While physician-ordering habits are responsible for much of this
waste, Kornblatt says that in the contemporary medical culture,
patients are also partly culpable. He explained that when he tells some
patients they don’t need an MRI before arthroscopic surgery, they
simply won’t accept it.
“In some patients, you know they need
arthroscopy, so you do the procedure and fix whatever you find. The MRI
doesn’t change anything in those patients. Yet patients’ expectations
are that ‘if I have this problem, I’m going to have an MRI scan.’ They
say, ‘What do you mean you want to do surgery on me without an MRI?’

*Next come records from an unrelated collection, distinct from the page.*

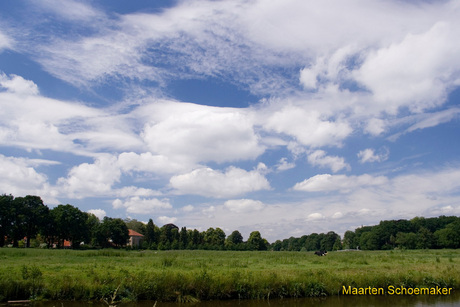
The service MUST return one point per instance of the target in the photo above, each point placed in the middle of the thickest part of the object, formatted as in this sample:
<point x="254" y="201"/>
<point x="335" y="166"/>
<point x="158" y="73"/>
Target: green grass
<point x="184" y="276"/>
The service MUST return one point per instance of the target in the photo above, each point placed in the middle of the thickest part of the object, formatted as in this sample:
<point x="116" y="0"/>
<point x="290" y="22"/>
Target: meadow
<point x="188" y="276"/>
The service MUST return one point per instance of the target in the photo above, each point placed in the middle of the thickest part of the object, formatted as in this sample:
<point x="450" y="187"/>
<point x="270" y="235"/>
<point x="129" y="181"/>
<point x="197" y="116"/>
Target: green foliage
<point x="187" y="276"/>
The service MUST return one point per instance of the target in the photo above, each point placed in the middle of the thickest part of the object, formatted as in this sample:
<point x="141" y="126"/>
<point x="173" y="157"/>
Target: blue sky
<point x="287" y="117"/>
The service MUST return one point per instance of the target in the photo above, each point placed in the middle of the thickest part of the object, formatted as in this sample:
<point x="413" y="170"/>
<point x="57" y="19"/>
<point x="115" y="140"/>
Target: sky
<point x="284" y="116"/>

They expect certain tests that may not be absolutely medically
necessary. That is one of the many reasons costs are so high, and it’s
one place we could really save money.’”
I
asked him to look into the future of orthopedic surgery. He believes
it’s spelled robotics. “I just went down to Florida and saw a company
that is involved in developing computerized robotic devices to assist
the surgeon. You won’t be replaced by it, but the robot keeps you from
making mistakes. The computer program gives you more information and
the robot makes sure you don’t make a bad cut. The robots have a
navigation system built into them, and that way you are not estimating
where in space you are. You know exactly what direction to cut from.
Robots will definitely have a place in the operating suite. It was the
most fun day I’ve had in I don’t know how long.”